What’s the biggest challenge with the T2 category?
The biggest challenge is to drive fast and not break anything. You can’t change or repair anything, from front differential, rear differential, gearbox, transfer, turbo, engine... This is a real production and marathon race.
Do you have a particular type of terrain that you enjoy?
Nowadays, you only enjoy the Dakar when you finish! I have skills on the dunes, but I don’t enjoy.
Why is it difficult starting further back in the field?
When the trucks arrive [and overtake] they rip the piste more than half a metre deep. And they are wider than you, so you have one wheel on top [and one in a rut]. A lot of truck drivers are crazy. They barge you off the piste. They overtake hors-piste, too, because they have the power, the big wheels, the suspension... After that you can see nothing [because of the dust] so you have to stop.

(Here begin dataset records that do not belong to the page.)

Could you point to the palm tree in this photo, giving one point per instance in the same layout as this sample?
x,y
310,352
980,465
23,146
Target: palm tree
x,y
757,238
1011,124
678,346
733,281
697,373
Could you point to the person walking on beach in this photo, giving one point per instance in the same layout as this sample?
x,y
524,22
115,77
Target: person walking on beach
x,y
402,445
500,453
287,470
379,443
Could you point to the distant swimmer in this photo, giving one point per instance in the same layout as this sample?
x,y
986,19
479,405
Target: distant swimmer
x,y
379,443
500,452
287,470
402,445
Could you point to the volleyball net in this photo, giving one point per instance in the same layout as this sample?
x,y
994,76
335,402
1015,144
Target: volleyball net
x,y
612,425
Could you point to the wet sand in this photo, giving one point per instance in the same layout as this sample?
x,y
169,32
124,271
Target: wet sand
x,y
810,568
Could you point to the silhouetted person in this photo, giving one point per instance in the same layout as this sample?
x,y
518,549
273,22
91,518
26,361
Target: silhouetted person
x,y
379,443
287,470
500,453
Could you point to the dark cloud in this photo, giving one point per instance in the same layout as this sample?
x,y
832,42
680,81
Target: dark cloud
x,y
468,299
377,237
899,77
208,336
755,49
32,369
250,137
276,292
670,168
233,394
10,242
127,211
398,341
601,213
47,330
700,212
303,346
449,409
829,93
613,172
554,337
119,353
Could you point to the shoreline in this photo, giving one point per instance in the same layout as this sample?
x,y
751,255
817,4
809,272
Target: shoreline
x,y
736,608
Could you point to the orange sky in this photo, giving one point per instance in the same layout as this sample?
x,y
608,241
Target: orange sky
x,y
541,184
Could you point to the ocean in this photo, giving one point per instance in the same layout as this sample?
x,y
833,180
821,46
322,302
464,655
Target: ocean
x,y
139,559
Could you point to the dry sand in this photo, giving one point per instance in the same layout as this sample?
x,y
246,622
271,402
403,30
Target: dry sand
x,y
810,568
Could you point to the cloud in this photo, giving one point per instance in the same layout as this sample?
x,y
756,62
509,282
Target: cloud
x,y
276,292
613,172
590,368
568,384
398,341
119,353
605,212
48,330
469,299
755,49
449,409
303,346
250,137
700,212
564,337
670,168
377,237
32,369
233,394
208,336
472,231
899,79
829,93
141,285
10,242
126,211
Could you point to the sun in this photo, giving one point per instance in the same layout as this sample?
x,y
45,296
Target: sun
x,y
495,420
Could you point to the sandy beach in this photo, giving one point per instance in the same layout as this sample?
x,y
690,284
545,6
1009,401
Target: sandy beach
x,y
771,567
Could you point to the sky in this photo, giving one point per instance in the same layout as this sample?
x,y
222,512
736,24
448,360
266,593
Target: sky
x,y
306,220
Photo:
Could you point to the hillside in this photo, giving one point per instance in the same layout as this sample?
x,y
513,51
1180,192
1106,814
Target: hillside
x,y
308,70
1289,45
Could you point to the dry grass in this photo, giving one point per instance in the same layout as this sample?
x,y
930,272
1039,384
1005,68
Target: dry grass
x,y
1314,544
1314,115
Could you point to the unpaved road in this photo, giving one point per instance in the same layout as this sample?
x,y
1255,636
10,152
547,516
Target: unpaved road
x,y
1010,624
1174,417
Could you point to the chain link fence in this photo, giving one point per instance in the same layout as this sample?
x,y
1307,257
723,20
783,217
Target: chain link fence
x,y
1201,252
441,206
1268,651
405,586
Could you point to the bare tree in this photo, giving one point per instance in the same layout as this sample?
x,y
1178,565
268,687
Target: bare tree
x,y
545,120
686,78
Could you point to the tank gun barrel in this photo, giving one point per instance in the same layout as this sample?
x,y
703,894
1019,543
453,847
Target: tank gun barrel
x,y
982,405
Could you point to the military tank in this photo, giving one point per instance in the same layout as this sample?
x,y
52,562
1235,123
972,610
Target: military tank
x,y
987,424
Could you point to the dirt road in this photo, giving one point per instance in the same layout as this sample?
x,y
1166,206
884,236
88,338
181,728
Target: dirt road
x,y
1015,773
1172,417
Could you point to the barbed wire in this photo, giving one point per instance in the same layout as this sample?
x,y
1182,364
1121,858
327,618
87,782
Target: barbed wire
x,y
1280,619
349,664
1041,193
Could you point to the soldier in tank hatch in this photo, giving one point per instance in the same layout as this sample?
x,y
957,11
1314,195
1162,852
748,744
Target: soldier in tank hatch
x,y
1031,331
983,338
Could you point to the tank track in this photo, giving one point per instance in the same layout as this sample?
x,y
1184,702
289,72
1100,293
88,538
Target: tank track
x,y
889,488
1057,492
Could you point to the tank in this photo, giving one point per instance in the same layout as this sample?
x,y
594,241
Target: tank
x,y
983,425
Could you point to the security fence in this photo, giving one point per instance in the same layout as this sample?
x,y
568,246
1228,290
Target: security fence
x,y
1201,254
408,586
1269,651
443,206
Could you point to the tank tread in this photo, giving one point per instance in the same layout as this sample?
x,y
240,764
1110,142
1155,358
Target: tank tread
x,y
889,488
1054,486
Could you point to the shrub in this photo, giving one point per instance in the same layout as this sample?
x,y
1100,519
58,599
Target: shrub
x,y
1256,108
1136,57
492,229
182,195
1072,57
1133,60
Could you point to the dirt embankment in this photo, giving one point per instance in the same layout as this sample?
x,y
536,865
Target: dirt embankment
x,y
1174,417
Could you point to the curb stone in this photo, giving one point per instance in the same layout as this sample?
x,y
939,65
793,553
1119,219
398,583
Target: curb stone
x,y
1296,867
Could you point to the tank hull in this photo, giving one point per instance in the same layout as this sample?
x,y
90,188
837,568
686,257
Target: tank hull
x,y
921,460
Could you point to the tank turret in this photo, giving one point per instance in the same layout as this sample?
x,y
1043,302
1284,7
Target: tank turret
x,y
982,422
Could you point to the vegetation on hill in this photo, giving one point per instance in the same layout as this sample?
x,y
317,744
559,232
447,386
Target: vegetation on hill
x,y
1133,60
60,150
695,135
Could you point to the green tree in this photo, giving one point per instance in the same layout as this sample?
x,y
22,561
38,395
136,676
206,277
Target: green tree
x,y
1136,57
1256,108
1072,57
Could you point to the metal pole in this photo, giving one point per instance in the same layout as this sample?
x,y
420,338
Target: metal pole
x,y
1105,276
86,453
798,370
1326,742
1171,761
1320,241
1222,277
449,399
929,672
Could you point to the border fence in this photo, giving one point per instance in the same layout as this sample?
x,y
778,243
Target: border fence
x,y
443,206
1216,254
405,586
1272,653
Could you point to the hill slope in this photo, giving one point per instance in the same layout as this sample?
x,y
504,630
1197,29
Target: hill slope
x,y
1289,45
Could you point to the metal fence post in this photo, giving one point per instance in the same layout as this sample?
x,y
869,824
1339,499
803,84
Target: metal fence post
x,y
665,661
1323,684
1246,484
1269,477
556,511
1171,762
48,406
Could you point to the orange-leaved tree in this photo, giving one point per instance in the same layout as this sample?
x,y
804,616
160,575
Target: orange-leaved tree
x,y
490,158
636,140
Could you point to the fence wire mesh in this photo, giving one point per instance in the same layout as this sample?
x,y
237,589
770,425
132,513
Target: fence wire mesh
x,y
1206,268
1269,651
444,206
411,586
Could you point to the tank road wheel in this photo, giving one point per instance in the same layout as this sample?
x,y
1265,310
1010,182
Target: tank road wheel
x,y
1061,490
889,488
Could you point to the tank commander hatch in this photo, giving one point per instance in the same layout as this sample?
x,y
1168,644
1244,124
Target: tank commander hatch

What was your worst Dakar moment?
The worst was when a biker died in my lap. It was in 1997 and I was in a racing Unimog. I had seen a bike and the biker was not there. After 50 metres I saw some colours in the bush. He was lying there breathing harshly with open eyes. When the doctors arrived they cut all his clothes and I was helping, but after 40 minutes the doctors said, he is dead. Forty-two years old. Married. Child. It was his dream to take part in the rally.
You are a Dakar Legend, but do you have any heroes?
Peterhansel. He is very clever. He wins the stage he has to win. Also his skills as a biker are incredible but he is not a biker that becomes a driver, he’s a real driver.
Xavier Foj was speaking to evo on behalf of Coopertires.